El valle del Lozoya, de unos veinticinco kilómetros de longitud y seis de ancho, es íntegramente madrileño. Está enclavado en pleno Sistema Central, una cadena orogénica constituida por rocas antiguas de composiciones diversas y de edad paleozoica deformadas intensamente por la orogenia Varisca que fueron reactivadas con posterioridad por los movimientos alpinos, ya en el Terciario avanzado.
Estructuralmente, el valle y las dos principales alineaciones montañosas de dirección suroeste noreste que lo limitan constituyen una serie de bloques levantados y hundidos limitados por fallas. Somosierra al norte y la Cabeza de Hierro al sur, son las elevaciones (pop-ups, en la literatura geológica), mientras que el valle en sí se corresponde con un bloque hundido entre los anteriores (pop-down). Incluso los profanos en la materia pueden percibir estos hechos al hacer una observación en el sentido longitudinal del valle.
La geomorfología de la zona no puede ser más variada, desde la derivada de la actuación del hielo y las nieves en las líneas de cumbres, con fenómenos de glaciarismo en el Alto Valle, (Circo y Laguna de Peñalara, recogidos en otro apartado de este blog) y periglaciarismo generalizado en el resto, dan paso a laderas y fondos de valle ocupadas por vegas, rellenas por sedimentos acarreados por los conos de deyección y los glacis de acumulación desde las laderas.
Si el valle del Lozoya es geológicamente interesante, su biodiversidad podría considerarse también como espléndida. La vegetación se dispone en las laderas de acuerdo con la distribución altitudinal característica, de manera que el ascenso desde las partes bajas del valle por cualquiera de las carreteras que nos llevan a la vecina provincia segoviana al norte (Puerto de Navafría) o hacia Miraflores de la Sierra al sur, (Puertos de Canencia y la Morcuera), permite observación de los distintos pisos de vegetación adaptada a las condiciones climáticas y orográficas del área.

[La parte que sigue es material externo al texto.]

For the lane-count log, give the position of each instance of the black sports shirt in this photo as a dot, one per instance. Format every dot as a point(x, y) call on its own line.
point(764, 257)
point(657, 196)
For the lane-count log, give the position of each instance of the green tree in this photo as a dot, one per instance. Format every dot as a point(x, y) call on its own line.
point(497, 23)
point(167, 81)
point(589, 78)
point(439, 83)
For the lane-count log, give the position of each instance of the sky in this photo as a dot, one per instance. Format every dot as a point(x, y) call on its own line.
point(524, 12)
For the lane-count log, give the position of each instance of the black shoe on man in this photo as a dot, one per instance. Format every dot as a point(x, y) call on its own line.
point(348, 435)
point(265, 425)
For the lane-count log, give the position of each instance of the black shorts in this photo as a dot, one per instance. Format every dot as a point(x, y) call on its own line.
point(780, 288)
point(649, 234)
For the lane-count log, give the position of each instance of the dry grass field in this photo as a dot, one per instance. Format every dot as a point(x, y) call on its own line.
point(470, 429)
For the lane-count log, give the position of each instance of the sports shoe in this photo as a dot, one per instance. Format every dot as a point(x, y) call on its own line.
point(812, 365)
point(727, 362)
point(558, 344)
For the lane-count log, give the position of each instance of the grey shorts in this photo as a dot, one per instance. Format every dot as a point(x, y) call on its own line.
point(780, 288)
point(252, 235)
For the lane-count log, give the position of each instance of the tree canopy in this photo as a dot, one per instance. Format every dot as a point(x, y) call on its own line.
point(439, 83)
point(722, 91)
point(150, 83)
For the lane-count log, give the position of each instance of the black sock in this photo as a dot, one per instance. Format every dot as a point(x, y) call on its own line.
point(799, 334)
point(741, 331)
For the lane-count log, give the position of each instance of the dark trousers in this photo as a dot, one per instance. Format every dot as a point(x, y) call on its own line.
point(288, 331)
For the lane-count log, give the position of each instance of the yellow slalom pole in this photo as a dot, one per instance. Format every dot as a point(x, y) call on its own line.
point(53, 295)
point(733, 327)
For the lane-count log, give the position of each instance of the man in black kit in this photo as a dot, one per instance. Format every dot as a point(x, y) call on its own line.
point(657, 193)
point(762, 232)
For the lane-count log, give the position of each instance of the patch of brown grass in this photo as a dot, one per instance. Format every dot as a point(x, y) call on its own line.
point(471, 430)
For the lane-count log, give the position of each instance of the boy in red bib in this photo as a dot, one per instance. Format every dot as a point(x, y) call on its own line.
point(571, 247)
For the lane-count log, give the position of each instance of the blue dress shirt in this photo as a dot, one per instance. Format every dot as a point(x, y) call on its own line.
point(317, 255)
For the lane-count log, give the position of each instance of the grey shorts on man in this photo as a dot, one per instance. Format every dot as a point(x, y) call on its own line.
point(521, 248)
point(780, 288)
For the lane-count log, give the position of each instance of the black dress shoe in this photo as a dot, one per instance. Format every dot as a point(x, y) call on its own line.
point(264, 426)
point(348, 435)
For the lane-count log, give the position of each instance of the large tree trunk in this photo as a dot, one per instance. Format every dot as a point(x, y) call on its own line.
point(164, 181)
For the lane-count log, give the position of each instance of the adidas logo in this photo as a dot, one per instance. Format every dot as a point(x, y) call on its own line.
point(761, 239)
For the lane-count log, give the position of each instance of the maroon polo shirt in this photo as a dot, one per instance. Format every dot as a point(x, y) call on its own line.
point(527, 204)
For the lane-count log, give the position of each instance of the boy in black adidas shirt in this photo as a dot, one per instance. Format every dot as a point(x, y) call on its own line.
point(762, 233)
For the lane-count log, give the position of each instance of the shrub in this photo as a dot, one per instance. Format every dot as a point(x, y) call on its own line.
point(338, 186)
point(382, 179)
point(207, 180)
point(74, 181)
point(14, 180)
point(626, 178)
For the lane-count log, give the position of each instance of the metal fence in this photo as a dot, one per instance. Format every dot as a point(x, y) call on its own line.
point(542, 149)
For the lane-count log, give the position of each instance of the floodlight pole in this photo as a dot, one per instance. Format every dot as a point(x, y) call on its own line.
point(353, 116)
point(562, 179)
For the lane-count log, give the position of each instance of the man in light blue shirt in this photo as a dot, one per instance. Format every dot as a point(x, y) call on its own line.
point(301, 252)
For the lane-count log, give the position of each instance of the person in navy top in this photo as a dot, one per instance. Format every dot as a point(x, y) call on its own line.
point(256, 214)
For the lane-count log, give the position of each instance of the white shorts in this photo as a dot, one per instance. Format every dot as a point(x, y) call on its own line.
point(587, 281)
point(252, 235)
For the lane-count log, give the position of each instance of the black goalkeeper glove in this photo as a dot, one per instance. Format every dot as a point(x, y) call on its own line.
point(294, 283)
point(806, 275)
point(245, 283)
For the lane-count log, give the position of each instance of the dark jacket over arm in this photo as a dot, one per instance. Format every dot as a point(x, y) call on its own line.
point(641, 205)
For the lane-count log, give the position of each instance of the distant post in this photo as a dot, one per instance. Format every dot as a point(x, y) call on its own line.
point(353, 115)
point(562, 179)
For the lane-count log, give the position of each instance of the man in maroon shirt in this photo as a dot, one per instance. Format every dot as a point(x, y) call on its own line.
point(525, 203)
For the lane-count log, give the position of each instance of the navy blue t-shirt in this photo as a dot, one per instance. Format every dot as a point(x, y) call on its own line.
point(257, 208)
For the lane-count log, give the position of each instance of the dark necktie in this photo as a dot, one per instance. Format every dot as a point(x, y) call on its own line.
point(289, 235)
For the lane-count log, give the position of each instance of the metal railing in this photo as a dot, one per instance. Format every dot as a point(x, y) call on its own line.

Desde las vegas, donde abundan los chopos, álamos, sauces en los bosques de ribera de los numerosos ríos y arroyos de la zona; y las fresnedas adehesadas, entre los sotos y los pastizales, puede diferenciarse a medida que se asciende, el denominado piso de vegetación mesomediterráneo constituido por el encinar, que progresivamente da paso al piso llamado supramediterráneo conformado por los rebollos o melojos, el robledal típico, que alberga en su interior abundante pino de repoblación, abedulares, serbales aislados, tejos y acebos. Culminando en las zonas más altas con el piso oromediterráneo de piornal, enebro rastrero entre otros arbustos que comparten espacio aquí con pinares autóctonos, y ya en las cumbres con las praderas adaptadas de las condiciones nivales más extremas.
Describir la biodiversidad de fauna haría exhaustiva la lista, valga con recoger a modo de cita la presencia de grandes y pequeños mamíferos, como el corzo, el gamo, el jabalí, el zorro o las ginetas; de aves predadoras surcando los cielos a cualquier hora del día como el majestuoso buitre o los halcones peregrinos, u otras más o menos visibles alegrando el paraje desde los árboles con sus cantos específicos en sinfonías interminables. Anfibios y reptiles esquivos junto con otros invertebrados no menos bellos completan el cuadro.
En definitiva, una recomendación de visita a la naturaleza y a los pueblos del entorno que no puede dejar de hacerse, eso sí, de acuerdo con las elementales normas de comportamiento y respeto que desde Siringa siempre se preconiza.